Other People's Money Part II

A couple of days ago, I wrote an AT blog post on a New York Times story about the Stimulus bill’s failure to stop a “green” company from going through major lay-offs.

On Monday The New York Times ran a story on how the Stimulus has “failed to prevent the most extensive school layoffs in several decades.” The Times went on:

Children are returning to classrooms across the nation during one of the most tumultuous periods in American education, in which many thousands of teachers and other school workers — no one yet knows how many — were laid off in dozens of states because of plummeting state and local revenue.

Since most K-12 funding comes from local sources, individuals have greater power to decide the amount and use of school funds, a fact the Times laments:

In Ohio, students in the South-Western City district south of Columbus returned to schools with no sports, cheerleading or band, all cut after residents voted down a property tax increase.
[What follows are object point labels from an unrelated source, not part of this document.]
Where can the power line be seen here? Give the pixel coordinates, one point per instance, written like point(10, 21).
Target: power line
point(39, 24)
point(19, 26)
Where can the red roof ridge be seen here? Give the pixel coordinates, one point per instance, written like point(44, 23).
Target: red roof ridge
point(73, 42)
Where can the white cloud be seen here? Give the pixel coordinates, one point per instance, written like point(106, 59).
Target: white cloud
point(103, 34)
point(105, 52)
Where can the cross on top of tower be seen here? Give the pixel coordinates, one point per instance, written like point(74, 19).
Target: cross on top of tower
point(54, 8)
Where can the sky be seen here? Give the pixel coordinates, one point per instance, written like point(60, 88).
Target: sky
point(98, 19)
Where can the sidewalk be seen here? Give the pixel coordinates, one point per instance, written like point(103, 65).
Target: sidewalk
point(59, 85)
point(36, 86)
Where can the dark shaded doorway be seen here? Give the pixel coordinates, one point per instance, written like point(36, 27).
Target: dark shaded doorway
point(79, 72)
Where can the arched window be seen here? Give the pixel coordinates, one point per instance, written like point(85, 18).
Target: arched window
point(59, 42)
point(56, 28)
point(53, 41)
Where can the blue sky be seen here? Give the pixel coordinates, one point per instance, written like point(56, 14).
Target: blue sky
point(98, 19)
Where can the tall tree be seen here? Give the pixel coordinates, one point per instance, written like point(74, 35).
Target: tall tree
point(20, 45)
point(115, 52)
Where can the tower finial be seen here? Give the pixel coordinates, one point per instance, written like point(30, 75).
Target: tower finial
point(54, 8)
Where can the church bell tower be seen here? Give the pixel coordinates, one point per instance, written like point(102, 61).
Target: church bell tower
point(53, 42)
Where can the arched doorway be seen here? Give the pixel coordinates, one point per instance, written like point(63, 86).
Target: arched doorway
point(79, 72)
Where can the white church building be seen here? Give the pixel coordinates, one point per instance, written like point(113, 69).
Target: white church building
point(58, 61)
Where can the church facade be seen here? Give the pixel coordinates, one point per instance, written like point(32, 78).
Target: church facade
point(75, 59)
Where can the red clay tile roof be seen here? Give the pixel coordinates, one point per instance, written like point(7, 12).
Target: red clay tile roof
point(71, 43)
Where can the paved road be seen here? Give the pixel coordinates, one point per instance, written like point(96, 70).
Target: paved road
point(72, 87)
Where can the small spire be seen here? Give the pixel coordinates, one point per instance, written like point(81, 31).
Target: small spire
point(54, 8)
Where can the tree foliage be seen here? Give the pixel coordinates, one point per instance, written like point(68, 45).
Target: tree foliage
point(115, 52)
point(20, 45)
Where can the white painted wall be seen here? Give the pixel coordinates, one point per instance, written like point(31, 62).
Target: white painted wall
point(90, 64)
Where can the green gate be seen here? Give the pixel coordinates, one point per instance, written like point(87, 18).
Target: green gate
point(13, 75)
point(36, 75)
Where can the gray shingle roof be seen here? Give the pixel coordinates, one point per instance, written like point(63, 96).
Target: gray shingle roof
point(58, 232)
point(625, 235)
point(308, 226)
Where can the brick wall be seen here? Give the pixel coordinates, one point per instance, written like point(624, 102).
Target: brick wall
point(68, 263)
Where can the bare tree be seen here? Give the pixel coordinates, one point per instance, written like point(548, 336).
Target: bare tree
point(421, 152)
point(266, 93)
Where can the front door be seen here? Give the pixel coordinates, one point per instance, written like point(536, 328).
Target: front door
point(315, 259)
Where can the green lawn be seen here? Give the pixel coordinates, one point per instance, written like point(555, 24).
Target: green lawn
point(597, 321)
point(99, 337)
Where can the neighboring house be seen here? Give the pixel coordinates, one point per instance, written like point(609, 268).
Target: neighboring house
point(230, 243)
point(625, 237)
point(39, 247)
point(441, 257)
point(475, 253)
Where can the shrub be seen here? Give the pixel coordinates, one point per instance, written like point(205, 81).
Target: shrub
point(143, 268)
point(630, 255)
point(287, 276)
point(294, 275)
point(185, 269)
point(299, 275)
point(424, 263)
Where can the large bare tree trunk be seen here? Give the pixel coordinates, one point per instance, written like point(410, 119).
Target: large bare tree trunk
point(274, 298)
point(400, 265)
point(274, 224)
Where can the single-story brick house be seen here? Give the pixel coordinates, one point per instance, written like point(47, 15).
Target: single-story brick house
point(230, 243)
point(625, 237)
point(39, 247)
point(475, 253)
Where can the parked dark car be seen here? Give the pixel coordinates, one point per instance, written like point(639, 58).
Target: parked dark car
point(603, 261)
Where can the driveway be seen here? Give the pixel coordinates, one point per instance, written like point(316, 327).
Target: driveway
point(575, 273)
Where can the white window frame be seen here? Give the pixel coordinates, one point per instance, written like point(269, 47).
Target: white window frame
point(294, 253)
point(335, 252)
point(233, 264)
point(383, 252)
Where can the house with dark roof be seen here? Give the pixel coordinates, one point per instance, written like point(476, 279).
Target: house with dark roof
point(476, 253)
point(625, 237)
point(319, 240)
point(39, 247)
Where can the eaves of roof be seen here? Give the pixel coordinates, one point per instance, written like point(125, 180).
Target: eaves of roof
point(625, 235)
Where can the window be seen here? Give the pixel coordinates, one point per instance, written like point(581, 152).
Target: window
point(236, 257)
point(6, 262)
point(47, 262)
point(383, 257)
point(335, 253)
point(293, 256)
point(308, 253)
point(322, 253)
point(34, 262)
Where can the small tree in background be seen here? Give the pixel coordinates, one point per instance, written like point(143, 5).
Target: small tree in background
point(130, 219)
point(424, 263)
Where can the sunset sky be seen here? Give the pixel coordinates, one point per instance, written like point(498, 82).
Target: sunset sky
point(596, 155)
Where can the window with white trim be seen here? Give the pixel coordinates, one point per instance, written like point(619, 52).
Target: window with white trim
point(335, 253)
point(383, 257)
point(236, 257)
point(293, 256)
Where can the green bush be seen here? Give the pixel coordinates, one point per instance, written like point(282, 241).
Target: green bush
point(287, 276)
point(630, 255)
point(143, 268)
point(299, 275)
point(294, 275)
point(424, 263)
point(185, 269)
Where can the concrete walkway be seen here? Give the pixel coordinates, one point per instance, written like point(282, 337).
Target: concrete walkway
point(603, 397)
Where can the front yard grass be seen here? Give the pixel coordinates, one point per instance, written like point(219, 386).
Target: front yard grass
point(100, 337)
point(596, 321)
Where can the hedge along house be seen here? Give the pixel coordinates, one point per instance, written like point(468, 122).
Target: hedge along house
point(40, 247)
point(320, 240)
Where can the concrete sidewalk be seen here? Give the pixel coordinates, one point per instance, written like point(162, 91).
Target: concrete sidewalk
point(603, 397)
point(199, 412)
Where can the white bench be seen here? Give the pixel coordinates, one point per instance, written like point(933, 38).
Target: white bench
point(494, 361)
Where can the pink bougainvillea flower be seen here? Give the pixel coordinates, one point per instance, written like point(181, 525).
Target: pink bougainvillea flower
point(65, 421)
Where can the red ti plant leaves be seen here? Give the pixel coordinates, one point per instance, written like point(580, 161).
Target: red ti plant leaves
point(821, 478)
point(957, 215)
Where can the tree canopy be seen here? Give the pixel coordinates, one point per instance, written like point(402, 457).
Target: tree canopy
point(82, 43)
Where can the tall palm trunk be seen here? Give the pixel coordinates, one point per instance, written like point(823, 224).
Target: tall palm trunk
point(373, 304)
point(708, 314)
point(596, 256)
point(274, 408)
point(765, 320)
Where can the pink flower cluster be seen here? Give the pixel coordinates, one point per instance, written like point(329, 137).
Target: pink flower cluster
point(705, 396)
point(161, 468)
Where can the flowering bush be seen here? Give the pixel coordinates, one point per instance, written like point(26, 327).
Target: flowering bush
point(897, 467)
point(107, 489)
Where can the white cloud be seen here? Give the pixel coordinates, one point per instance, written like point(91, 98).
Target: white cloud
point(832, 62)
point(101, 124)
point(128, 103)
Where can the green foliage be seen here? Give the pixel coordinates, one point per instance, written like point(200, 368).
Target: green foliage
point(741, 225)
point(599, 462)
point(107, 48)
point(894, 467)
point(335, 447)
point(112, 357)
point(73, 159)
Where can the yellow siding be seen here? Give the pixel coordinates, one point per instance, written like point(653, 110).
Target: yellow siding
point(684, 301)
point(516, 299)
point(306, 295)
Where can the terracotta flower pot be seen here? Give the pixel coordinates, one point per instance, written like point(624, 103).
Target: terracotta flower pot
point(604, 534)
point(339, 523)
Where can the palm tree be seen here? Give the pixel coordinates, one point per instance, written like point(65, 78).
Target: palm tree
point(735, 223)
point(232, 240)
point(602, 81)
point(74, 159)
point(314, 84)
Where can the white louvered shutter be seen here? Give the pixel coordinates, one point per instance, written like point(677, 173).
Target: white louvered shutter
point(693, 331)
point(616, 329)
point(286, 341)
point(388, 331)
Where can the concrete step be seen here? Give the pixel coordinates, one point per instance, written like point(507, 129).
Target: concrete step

Under the implicit assumption that local residents don’t know what’s best for them and their children, Obama and the Congress dedicated $100 billion of the Stimulus to school funding. But that money hasn’t been enough to prevent extensive school lay-offs.

In both public and private sectors, Obama’s big plans have fallen short or completely flat. Even after spending trillions, the president couldn’t make his promises come true. The late Milton Friedman explained why:

There's been one underlying basic fallacy in this whole set of… [economic] measures, and that is the fallacy…that it is feasible and possible to do good with other people's money.